Runa Offers Conversion Marketing Shopping Cart Tool

Runa (Mountain View, CA) has announced the release of “Conversion Marketing,” designed to enable retailers to offer customers real-time individualized pricing incentives online, picking up where SEO and Search Engine Marketing stop by pro-actively converting Web traffic into sales.

While traditional price optimization solutions have been rule-based tools, using data analysis from historical patterns, Runa Co-Founder & CEO Ashok Narasimhan pointed out that conversion marketing-focused solutions are goal-based and designed to allow real-time data to be combined with underlying data such as cost of goods.
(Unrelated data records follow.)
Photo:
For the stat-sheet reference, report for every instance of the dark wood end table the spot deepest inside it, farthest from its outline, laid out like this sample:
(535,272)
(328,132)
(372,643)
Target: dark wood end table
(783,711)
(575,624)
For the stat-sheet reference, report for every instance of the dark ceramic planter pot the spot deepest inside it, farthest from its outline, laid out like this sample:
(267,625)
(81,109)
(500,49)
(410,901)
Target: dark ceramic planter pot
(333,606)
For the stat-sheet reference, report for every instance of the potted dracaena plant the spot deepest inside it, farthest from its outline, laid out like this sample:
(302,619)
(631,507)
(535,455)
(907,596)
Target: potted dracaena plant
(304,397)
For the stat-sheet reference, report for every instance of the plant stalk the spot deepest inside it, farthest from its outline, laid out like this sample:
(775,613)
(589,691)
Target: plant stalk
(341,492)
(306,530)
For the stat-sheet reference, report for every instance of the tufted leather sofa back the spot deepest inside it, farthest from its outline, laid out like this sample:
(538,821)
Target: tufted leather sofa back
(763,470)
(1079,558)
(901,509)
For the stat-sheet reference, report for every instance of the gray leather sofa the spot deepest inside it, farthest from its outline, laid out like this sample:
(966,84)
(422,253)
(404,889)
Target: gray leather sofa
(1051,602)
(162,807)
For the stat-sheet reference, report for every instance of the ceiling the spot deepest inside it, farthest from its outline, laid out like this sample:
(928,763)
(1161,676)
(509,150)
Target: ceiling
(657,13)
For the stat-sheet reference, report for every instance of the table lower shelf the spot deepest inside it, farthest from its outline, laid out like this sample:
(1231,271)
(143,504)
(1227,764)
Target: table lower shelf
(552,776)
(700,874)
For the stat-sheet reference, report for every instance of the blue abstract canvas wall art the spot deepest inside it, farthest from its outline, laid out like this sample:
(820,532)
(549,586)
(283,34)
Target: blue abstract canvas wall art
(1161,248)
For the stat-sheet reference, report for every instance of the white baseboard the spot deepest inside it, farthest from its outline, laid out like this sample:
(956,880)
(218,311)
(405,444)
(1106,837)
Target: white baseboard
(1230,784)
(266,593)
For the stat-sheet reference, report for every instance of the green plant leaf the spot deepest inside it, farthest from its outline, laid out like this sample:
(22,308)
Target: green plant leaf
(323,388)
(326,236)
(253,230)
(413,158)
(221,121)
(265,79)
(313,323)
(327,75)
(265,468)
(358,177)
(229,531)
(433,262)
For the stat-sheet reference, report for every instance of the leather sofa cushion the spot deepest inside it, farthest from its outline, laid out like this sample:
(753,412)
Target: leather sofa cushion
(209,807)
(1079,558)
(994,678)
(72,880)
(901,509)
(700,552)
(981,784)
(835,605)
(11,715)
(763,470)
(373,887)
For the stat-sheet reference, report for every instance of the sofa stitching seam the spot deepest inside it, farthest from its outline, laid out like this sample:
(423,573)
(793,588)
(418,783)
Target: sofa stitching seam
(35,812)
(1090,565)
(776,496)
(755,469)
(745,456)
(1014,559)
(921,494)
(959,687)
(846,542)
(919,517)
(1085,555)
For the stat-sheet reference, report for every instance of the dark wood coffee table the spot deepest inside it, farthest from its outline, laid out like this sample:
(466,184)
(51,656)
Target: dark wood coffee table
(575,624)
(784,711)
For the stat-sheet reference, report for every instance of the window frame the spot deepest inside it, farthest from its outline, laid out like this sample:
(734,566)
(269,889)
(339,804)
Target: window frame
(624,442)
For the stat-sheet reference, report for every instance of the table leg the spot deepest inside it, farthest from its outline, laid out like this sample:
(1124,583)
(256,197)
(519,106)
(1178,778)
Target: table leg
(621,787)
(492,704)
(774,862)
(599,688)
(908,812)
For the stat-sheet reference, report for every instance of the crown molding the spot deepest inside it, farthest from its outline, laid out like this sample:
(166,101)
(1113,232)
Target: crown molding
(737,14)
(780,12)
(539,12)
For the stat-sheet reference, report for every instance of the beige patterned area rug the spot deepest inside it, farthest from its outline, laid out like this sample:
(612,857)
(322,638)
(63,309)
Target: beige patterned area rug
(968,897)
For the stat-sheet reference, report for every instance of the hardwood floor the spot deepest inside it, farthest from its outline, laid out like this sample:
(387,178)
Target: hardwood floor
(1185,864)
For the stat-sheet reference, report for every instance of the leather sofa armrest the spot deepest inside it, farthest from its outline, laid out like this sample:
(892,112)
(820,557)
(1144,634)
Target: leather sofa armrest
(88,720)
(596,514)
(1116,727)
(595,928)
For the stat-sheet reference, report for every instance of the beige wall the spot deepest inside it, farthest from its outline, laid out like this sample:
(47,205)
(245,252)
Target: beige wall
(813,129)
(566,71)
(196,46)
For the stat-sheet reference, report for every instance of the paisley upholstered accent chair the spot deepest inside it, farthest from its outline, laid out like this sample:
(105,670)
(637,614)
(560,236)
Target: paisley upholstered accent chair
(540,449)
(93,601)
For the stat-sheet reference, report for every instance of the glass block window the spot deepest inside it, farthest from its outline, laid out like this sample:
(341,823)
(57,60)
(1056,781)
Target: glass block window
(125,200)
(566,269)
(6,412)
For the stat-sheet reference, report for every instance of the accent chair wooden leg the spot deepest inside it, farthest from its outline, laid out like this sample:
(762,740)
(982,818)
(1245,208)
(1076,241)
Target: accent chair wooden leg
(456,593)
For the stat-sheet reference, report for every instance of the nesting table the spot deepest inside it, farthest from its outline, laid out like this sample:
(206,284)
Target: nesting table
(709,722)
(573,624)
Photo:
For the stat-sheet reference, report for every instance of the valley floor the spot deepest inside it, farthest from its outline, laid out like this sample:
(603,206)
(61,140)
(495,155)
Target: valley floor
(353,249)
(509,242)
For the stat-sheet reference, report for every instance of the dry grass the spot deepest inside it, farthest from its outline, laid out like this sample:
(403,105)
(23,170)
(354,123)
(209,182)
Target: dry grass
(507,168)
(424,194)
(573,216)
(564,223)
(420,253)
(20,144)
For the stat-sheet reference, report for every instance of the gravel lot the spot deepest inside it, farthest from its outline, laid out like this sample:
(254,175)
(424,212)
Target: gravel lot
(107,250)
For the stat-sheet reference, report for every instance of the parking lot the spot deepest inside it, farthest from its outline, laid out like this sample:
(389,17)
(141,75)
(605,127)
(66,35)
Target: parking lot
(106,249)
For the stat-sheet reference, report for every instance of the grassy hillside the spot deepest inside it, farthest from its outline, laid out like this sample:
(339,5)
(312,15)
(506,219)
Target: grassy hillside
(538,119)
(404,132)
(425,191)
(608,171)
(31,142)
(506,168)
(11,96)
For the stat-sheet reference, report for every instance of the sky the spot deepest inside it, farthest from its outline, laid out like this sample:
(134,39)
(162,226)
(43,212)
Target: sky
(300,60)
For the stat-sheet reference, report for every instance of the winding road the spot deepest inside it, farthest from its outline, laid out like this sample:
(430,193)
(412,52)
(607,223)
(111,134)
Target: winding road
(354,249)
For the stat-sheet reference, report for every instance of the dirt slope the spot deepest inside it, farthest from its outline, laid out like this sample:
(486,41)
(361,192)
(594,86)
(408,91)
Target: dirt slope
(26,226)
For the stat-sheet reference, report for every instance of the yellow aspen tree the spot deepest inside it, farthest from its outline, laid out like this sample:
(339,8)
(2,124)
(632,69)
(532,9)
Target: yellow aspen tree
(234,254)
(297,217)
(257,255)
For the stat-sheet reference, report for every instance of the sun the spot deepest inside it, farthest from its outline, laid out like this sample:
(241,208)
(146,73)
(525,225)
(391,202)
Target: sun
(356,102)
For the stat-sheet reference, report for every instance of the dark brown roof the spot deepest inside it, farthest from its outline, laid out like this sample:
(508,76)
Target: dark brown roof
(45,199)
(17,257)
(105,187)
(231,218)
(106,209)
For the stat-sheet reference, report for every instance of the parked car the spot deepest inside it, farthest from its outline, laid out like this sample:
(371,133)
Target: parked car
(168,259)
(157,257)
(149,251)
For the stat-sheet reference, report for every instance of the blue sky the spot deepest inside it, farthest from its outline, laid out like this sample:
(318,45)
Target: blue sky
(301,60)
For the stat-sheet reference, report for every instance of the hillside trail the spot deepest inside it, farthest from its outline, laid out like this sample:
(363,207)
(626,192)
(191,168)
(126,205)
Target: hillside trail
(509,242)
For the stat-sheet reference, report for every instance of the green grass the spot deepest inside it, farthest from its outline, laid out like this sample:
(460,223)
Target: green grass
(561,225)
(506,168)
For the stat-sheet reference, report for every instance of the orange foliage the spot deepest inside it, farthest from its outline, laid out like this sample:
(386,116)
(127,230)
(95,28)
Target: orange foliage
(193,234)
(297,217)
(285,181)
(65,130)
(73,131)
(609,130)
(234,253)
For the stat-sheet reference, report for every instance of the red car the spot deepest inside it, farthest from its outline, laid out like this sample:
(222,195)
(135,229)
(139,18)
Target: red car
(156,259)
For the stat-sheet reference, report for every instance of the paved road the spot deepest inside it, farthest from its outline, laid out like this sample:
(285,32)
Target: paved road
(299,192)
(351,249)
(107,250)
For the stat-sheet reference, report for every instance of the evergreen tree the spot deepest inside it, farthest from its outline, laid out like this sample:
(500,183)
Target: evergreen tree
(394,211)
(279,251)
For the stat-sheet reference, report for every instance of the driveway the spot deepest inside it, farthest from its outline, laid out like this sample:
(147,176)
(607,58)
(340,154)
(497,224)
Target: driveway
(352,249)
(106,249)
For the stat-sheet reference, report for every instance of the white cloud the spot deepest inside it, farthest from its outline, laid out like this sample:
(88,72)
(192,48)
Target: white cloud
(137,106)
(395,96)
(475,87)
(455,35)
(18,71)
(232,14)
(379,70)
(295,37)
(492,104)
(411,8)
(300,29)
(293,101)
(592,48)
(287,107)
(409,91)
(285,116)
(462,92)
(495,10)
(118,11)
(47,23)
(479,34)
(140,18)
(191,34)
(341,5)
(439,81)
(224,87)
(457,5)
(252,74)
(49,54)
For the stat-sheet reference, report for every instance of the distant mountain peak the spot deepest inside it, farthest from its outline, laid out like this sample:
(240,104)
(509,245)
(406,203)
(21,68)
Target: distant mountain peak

Rather than simply setting a price and establishing a corresponding markdown and promotion strategy, Narasimhan said conversion marketing tools are intelligent and learn over time.

“From the outset, we set out to address this opportunity in online marketing with a new approach; one that works within the conversion optimization funnel — not outside of it,” said Narasimhan. “Runa focuses on 'the last inch' with a new approach to convert traffic into sales for our customers.”

Runa has defined conversion marketing by several key factors, including:
  • Real-time shopper segmentation: Understanding the context of shoppers by using pre-click and post-click information.
  • Prediction of purchase intent: Dynamically determining the purchase intent for the items a shopper is currently looking at.
  • Profit-optimized sale pricing: Using the e-tailer’s business rules and analytics to determine the best sale price for each shopper (see last paragraph below).
  • Real-time delivery of profit-optimized sale pricing: Dynamically delivering profit-optimized sale prices to individual shoppers while they are still on an e-tailer’s site. Additionally, the presentation and offer acceptance must be seamless on the e-tailer’s site.
The demo on their Website shows how runa can be used to make a pre-determined offer to a shopper who is about to abandon a shopping cart, but not how it can determine the "best sale price for each shopper." Presumably the demo is for the legacy version, not the just-introduced Conversion Marketing module. If the new platform truly has the level of AI described, it will live up to its name, which is Scandinavian for "undiscovered knowledge."

What's interesting at the moment, though, is that runa doesn’t cost anything to operate. You pay runa only for sales where it helped you close the deal with a "dynamic" sale price.